Linda, but isn't taking five of them out part of the fun of getting ready? I love taking out my handbags for a few moments and enjoying them - it's like paying them a visit. Are we really so busy that we can't spare a few moments for that sort of enjoyment?

As far as I can see this thing allows you to make 2D judgements on a 3D activity. It reminds me of the cut-out figure and clothes with tabs that you used to get on the back of Bunty magazine in the 60s. It was fun, but as nothing compared to dressing Barbie.

Linda Grant said...

If it were a few moments, fine. But it is actually rummaging through my wardrobe in a frenzied hurry, throwing stuff around all over the place and then having to put it all back again which for a non-tidy person like myself just adds to what is already barely controlled chaos.

This is not an either/or situation. It's simply a way of organising your clothes and accessories which some of us find helpful and others, it seems, do not.

In the few days since I have had it it has given me a far better insight into what I own and what works with what. If that is the case, why knock it? And if you have a different way of achieving the same thing, great.

StyleSpy said...

Argh. Dying for an iPhone, but unwilling to move my service to AT&T from my present carrier (they have an exclusive agreement here in the States.)

I have a client for whom I created an online database of photos of her wardrobe, and she does find it useful. This is one step better because you can assemble actual outfits rather than look at one piece at a time. It's a lot of time at the front end, getting all the pictures taken and labeled, but it pays off.

Anonymous said...

On top of everything else I now want an iPhone...I love the idea of this. You can still get your stuff out and try it on. I also think it would stop me duplicating things that I have forgotten that I have.
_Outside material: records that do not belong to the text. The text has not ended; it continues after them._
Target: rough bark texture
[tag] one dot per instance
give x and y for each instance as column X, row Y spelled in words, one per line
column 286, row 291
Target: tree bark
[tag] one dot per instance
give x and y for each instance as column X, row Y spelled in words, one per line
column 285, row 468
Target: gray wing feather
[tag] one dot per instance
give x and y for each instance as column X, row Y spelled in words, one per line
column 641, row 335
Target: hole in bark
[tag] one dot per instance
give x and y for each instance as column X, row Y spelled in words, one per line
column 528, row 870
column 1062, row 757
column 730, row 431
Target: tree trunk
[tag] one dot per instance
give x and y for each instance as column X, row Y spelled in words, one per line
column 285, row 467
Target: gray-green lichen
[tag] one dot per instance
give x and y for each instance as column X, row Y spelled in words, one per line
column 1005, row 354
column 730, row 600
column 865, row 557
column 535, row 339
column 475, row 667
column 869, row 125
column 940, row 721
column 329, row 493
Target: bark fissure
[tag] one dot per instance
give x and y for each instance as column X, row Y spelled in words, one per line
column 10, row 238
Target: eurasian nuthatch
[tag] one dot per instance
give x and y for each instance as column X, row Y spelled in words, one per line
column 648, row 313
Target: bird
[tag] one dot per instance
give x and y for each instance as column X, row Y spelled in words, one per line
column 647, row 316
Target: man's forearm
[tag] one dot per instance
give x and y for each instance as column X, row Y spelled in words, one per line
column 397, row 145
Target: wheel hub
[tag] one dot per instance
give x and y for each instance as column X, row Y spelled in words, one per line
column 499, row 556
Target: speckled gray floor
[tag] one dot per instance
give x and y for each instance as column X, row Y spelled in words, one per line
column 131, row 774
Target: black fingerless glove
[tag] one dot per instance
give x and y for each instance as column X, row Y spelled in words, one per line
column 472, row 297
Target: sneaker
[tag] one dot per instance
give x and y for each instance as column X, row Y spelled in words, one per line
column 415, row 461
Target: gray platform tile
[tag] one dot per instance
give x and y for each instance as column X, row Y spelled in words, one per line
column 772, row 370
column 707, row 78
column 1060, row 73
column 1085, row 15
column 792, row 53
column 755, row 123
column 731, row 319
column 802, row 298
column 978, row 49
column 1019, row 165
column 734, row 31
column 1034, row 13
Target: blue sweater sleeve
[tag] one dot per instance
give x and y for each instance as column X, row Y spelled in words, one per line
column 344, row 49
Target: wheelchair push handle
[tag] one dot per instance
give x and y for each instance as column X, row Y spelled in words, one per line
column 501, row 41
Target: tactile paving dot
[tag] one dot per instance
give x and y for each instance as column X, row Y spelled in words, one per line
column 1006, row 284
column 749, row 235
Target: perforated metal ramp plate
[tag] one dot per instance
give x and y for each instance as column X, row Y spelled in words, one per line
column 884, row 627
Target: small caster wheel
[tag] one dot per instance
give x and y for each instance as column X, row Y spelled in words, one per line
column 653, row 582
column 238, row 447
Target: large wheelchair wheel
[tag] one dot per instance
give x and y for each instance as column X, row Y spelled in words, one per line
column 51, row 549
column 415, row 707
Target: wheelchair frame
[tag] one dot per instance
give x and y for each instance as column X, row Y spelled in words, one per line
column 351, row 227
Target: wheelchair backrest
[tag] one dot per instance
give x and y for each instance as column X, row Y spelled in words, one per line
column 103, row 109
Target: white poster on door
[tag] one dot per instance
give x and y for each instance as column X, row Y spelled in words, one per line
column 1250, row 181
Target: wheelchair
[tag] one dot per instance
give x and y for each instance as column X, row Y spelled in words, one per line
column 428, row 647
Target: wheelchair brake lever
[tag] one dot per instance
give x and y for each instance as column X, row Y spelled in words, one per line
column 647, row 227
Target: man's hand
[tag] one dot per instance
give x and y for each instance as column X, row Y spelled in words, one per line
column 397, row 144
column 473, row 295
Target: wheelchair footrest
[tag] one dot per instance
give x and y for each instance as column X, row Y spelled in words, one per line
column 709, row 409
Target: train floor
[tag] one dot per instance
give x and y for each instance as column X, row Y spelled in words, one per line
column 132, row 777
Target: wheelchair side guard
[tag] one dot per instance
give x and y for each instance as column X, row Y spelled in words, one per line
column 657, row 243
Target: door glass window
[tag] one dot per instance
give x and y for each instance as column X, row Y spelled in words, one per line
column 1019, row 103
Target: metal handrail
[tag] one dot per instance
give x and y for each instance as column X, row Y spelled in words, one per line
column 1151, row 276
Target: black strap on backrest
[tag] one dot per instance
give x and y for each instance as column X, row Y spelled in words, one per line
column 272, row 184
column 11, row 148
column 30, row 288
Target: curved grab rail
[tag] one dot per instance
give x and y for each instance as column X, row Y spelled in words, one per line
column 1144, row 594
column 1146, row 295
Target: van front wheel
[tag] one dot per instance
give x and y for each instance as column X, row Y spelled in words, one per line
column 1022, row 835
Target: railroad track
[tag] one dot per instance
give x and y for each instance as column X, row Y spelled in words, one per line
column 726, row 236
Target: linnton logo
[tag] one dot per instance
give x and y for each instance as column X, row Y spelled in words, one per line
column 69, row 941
I do have a tendency to wear a fraction of the clothes I have and end up with loads of hardly worn things that I don't want to wear now, but don't want to give/throw away. Will now waste time trying to decide whether it's the iPhone or the iTouch I won't buy...yet

Mardel said...

Gee this is what I have been looking for. I do the seasonal thing and agree there is nothing like trying on, discovering new combinations, and then wearing them. But then I forget what I put with what. I have been photographing the outfits, but setting up a useful way to catalog them and find them has been more problematic. This looks like a great tool.